O esforço deles visa punir a Rússia, mas fracassou em meio às preocupações da Casa Branca sobre como isso afetaria os preços da energia antes das eleições de novembro.

Em uma tentativa de drenar o dinheiro da Rússia necessário para continuar lutando sua guerra na Ucrânia, os Estados Unidos e seus aliados impuseram penalidades e tomaram outras medidas inovadoras para limitar o quanto Moscou ganha com a venda de petróleo no exterior. Mas a Rússia tem encontrado cada vez mais maneiras de contornar esses limites, aumentando a pressão sobre o governo Biden para reforçar seus esforços de fiscalização.

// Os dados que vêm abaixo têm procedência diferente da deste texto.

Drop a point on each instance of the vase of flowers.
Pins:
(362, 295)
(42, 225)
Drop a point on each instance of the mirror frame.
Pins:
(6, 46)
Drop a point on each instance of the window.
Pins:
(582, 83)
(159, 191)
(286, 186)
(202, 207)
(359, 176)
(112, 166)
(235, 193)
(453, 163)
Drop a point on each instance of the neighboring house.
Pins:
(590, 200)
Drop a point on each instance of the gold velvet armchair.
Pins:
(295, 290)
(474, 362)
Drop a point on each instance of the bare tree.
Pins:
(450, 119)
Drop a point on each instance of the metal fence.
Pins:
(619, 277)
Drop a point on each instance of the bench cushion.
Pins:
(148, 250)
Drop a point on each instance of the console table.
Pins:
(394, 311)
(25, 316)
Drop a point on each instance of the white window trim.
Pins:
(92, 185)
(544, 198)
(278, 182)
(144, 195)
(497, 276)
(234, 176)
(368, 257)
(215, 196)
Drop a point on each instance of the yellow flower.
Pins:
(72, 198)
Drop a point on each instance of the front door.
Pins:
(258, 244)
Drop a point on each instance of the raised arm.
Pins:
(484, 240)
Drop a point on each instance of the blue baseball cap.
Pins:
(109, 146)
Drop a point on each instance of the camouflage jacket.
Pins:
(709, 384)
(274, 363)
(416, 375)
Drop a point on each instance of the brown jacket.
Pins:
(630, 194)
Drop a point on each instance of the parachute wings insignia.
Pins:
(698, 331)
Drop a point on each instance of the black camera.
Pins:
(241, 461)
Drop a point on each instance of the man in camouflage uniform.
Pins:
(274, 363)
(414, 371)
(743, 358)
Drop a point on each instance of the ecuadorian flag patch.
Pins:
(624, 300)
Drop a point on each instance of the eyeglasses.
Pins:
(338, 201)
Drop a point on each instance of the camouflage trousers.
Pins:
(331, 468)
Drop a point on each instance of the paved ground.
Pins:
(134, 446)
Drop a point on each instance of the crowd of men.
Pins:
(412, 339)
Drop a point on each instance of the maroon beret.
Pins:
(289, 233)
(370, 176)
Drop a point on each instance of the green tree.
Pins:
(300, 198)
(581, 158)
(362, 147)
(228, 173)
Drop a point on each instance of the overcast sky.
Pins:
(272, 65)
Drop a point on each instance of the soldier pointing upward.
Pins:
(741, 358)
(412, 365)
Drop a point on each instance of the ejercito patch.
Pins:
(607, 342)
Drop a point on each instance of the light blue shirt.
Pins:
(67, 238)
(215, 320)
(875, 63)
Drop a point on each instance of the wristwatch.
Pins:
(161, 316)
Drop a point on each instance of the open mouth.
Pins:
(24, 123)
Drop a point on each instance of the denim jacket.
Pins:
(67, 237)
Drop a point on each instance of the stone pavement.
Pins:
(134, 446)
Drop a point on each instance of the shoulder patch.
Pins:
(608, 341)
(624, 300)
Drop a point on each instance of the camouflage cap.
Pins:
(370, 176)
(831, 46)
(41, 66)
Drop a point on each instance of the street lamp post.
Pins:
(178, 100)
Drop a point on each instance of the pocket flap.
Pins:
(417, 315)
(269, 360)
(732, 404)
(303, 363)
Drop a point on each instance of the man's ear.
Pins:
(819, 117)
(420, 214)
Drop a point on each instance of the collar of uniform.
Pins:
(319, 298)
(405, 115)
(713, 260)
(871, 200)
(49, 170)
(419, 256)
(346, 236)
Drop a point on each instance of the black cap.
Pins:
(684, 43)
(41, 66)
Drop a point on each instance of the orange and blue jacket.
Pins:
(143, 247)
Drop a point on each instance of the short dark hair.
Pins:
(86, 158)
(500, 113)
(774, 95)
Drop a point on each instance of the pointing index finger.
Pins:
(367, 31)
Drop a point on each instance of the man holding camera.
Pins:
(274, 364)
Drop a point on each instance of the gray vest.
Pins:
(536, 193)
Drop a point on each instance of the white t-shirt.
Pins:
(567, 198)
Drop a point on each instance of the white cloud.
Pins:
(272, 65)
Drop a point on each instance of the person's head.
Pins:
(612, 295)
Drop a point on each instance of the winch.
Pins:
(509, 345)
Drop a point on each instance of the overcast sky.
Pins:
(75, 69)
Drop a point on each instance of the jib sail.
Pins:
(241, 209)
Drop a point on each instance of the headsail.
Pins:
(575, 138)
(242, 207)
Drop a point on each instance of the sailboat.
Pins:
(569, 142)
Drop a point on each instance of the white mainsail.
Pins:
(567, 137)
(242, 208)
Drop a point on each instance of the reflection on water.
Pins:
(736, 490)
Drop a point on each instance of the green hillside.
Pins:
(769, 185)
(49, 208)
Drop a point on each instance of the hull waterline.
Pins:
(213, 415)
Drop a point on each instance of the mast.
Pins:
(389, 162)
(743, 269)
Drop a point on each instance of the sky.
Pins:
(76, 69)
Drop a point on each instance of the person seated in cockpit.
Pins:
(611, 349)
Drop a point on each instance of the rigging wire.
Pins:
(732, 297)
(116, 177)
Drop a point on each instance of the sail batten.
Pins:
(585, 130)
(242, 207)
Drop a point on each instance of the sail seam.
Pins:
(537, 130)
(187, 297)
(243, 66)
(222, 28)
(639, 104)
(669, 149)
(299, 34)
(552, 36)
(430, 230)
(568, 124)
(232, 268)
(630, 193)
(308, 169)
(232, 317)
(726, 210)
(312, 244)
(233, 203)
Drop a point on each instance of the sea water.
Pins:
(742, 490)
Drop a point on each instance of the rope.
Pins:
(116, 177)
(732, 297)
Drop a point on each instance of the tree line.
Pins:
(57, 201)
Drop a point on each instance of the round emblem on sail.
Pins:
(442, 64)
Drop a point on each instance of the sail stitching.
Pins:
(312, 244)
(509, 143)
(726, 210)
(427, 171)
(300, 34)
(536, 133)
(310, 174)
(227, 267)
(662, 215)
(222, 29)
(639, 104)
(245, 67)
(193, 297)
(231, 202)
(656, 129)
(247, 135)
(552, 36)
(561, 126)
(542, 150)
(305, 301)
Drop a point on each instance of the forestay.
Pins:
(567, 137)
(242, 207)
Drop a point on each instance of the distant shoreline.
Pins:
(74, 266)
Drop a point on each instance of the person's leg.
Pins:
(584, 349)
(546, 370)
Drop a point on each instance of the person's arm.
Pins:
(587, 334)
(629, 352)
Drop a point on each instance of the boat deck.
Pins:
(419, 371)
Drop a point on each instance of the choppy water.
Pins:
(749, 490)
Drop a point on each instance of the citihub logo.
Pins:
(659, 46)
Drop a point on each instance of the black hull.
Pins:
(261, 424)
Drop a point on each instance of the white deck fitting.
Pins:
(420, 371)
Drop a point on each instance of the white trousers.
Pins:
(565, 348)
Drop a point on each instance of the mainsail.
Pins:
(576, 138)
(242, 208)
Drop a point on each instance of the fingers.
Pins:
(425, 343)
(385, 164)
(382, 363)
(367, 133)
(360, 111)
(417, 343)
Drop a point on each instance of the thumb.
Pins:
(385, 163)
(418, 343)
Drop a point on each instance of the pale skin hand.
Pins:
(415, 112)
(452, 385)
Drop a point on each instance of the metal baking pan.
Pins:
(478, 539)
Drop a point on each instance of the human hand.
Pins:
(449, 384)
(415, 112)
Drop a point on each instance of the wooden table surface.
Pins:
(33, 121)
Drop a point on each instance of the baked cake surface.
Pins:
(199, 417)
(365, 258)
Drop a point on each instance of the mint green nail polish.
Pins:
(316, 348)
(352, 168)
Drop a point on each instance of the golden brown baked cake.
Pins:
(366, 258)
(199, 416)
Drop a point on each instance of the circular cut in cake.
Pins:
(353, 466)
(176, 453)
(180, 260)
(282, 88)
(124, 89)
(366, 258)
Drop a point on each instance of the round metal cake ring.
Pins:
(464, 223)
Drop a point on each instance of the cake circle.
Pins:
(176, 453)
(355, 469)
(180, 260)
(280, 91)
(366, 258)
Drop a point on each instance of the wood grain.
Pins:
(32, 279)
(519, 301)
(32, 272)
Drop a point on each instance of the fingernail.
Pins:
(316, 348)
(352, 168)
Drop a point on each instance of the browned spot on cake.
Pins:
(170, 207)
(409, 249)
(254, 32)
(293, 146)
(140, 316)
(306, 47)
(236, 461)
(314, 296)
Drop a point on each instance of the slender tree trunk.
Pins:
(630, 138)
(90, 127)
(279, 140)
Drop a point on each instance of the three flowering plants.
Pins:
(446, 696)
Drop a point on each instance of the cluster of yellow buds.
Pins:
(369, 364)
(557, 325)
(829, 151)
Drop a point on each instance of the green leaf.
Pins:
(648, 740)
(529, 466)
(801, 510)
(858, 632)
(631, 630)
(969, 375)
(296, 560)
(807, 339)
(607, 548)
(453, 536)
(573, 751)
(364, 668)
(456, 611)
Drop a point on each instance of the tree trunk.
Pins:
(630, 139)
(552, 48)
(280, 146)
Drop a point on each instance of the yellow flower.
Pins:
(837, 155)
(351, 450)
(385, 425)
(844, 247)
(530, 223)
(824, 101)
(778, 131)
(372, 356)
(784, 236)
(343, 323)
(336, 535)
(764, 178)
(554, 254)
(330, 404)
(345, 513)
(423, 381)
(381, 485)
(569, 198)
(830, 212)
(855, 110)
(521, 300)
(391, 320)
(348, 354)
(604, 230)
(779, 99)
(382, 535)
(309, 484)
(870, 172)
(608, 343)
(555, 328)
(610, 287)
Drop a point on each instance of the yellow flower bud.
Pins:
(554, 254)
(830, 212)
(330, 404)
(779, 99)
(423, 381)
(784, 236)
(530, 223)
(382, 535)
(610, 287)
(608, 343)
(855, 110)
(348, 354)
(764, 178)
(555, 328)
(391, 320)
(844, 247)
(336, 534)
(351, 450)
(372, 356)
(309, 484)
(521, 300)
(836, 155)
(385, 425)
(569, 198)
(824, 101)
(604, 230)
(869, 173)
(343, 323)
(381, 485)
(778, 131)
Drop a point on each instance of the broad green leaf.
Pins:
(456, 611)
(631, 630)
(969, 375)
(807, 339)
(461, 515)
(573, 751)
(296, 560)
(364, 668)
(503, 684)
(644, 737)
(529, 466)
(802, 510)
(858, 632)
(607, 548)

Autoridades do Tesouro querem fazer isso, em parte, mirando uma chamada frota paralela de petroleiros que está permitindo à Rússia vender petróleo acima do teto de US$ 60 por barril imposto pelos Estados Unidos e seus aliados em 2022.

Esse limite tinha a intenção de restringir a capacidade de Moscou de lucrar com suas exportações de energia, ao mesmo tempo em que permitia que seu petróleo continuasse fluindo nos mercados internacionais para evitar um choque global de preços. Mas a Rússia contornou amplamente o limite, permitindo que ela colhesse enormes lucros para financiar seus esforços de guerra.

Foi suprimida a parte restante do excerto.